Я знал, что испанцы опираются на силу разума. Но даже когда Целитель говорил о магических книгах, с помощью которых можно превратиться в ягуара и сделать человека непобедимым, я был склонен считать его рассказы ещё одним проявлением мудрости, которая, хоть и похожа на сказку, отнюдь не лишена здравого смысла.
Правда, это вовсе не означало, что я был готов предпочесть испанскую версию индейской истории познаниям Целителя. Фанатичные священнослужители сожгли большую часть ацтекских книг, так что и испанцы, и Целитель черпали информацию из преданий, передававшихся из поколения в поколение. У испанцев было, по крайней мере, то преимущество, что они записывали свои рассказы в книгах, которые изучали целые поколения учёных. Целитель же обладал ещё более важным преимуществом. Со времён древних индейских империй сохранились тысячи надписей — на стенах, в храмах и на других памятных сооружениях. Каждый день часть их исчезала: надписи уничтожали по невежеству или, как бывало значительно чаще, старые здания просто ломали, чтобы добыть камень для постройки новых. Но Целитель прожил долгую жизнь, он исходил родную землю из конца в конец и был знаком с этими надписями. Он обладал познаниями, не известными испанцам, мудростью, которая в скором времени вообще не будет доступна никому, потому что камни, на которых сделаны эти надписи, крошатся в пыль или разбиваются на части.

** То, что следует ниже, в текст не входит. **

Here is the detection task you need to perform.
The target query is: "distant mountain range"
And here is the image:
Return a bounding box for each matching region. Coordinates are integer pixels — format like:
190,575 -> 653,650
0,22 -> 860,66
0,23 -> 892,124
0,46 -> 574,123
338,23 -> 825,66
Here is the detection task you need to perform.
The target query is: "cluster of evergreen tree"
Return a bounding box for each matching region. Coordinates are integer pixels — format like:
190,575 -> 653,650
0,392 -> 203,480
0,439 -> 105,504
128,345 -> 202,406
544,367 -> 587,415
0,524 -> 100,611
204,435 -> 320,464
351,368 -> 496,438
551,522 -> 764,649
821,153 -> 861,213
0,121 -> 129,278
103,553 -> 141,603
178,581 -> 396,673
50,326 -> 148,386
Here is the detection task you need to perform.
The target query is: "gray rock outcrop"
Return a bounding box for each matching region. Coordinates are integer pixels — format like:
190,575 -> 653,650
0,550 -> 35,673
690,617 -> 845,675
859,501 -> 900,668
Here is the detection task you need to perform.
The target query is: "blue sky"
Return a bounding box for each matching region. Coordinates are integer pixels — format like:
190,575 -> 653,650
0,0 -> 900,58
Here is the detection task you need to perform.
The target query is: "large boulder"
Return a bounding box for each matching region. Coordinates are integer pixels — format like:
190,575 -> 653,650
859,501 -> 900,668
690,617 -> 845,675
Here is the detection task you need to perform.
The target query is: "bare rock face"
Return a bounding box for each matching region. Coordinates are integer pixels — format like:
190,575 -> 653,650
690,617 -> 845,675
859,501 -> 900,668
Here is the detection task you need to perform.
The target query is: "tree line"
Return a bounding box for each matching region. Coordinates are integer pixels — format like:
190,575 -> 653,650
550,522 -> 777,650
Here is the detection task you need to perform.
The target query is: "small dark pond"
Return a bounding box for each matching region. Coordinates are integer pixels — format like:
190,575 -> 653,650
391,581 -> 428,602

Испанцы отразили этот огромный массив фактов в книгах. Целитель жил историей, причём не только современной ему, но и историей незапамятных времён. Он спал, ел, говорил и думал почти так же, как его предки на протяжении тысячелетий. Он был живым, что называется, ходячим храмом познаний.
Puebla de Los Angelos, Город Ангелов, оказался самым большим из всех городов, где мне когда-либо доводилось бывать. А вот Матео, по сравнению с Мехико, он представлялся настоящим захолустьем.
— Мехико — настоящий большой город, а не разросшийся провинциальный городишко вроде Пуэблы, Веракруса и Оахаки. Это великолепное место. Когда-нибудь, Бастард, я обязательно свожу тебя туда. К нашим услугам будут самая изысканная еда и самые красивые женщины. Только представь, в одном из борделей Мехико есть не только коричневые и белые девушки, но и жёлтая, китаянка.
Меня это заинтриговало. Я видел женщин с жёлтой кожей на ярмарке по случаю прибытия галеона из Манилы, и мне было интересно, как они выглядят без одежды.
— А они — китаянки, — они сложены так же, как и другие женщины?
Матео глянул на меня краешком глаза.
— Ну что ты, конечно нет. У них всё наоборот.
Я призадумался, что бы это могло значить.
Неужели всё, что у остальных женщин находится впереди, у китаянок располагается сзади? Но я не стал задавать Матео этот вопрос, потому что не хотел и дальше обнаруживать своё невежество.
Мы расположились лагерем на окраине Пуэблы, в том месте, где обычно пересекаются пути торговцев и индейских колдунов. Науали среди них мы не увидели.
Вместе с Целителем и остальными я отправился на главную площадь города, где собирались отмечать праздник урожая. Хотя Матео и не считал Пуэблу крупным городом, мне она показалась огромной. Как и Мехико, о чём мне доводилось слышать, Пуэбла тоже находилась высоко над прибрежной линией, на широкой равнине, окружённой где-то далеко отрогами гор. Матео пояснил, что архитектура Пуэблы несколько сходна с архитектурой великого города Толедо в Испании.
— Один из величайших в мире поэтов умер на улицах Пуэблы, — сказал мне Матео, когда мы только-только вошли в город. — Гутиэрре де Кетина был поэтом и меченосцем, он сражался за короля в Италии и в германских землях. Он приехал в Мексику уже после Конкисты, по просьбе своего брата. К сожалению, оказалось, что клинком де Кетина владеет хуже, чем поэтическим мастерством. Его убил на поединке соперник, они дрались из-за женщины. Говорят, якобы всё началось с того, что он как-то раз, стоя под окном этой женщины, воспел её глаза в своей поэме «Ojos claros serenos»[51].